Huge data sets that are queried randomly (or across the set with no clear pattern or "hotsets") are difficult to cache because of the impact on memory of attempting to load that set or having to evict and load elements at a very high rate. Solutions include scaling the cluster to allow more data into memory (see Terracotta Server Arrays), adding storage to allow Terracotta to spill more data to disk, and using partitioning strategies to prevent any one node from loading too much data.

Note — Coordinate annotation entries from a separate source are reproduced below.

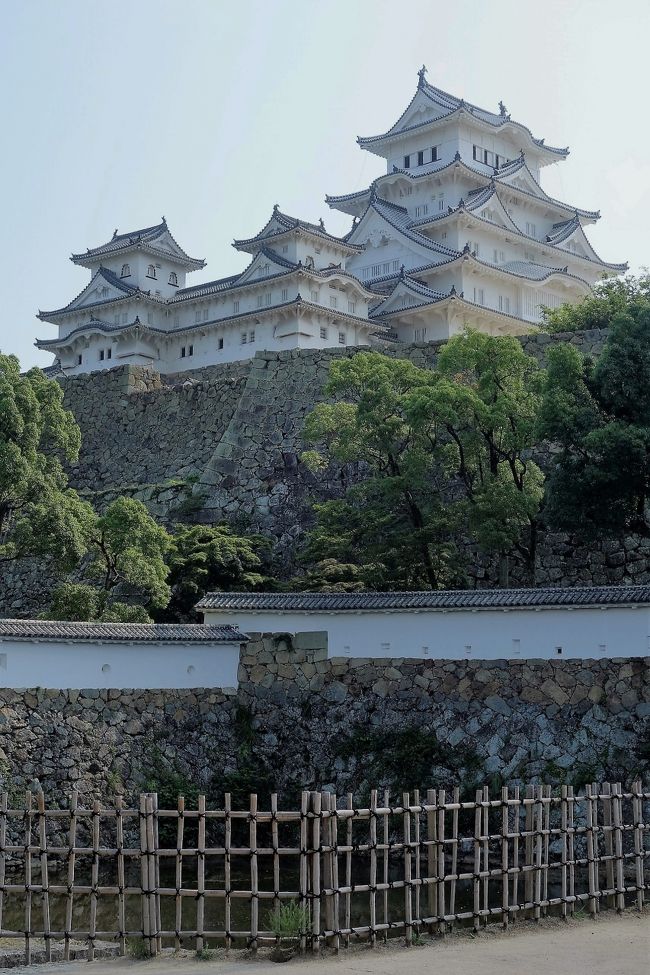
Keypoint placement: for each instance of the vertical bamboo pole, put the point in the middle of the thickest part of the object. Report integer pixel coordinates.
(505, 880)
(28, 878)
(454, 849)
(72, 842)
(528, 845)
(564, 839)
(539, 846)
(304, 862)
(432, 854)
(334, 840)
(275, 844)
(441, 871)
(121, 883)
(617, 822)
(609, 841)
(255, 902)
(386, 859)
(478, 817)
(591, 853)
(486, 853)
(416, 860)
(178, 873)
(154, 925)
(372, 893)
(515, 850)
(315, 870)
(4, 802)
(45, 884)
(408, 886)
(227, 843)
(637, 818)
(571, 848)
(94, 879)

As the rate of updating cached data goes up, application performance goes down as Hibernate attempts to manage and persist the changes. An asynchronous approach to writing the data may be a good solution for this issue.
The benefits of caching are maximized when cached data is queried multiple times before expiring. If cached data is infrequently accessed, or often expires before it is used, the benefits of caching may be lost. Solutions to this situation include invalidating data in the cache more often to force updates. Also, refactoring your application to cache more frequently queried data and avoid caching data that tends to expire unused.
Cached data cannot be guaranteed to be consistent at all times with the data in a database. In situations where this must guaranteed, such as when an application requires auditing, access to the data must be through the System of Record (SoR). Financial applications, for example, require auditing, and for this the database must be accessed directly. If critical data is changed in a cache, however, the data obtained from the database could be erroneous.
If data in the database can be modified by applications outside of your application with Hibernate, and that same data is eligible for the second-level cache, unpredictable results could occur. One solution is a redesign to prevent data that can end up in the cache from being modified by applications outside of the scope of your Hibernate application.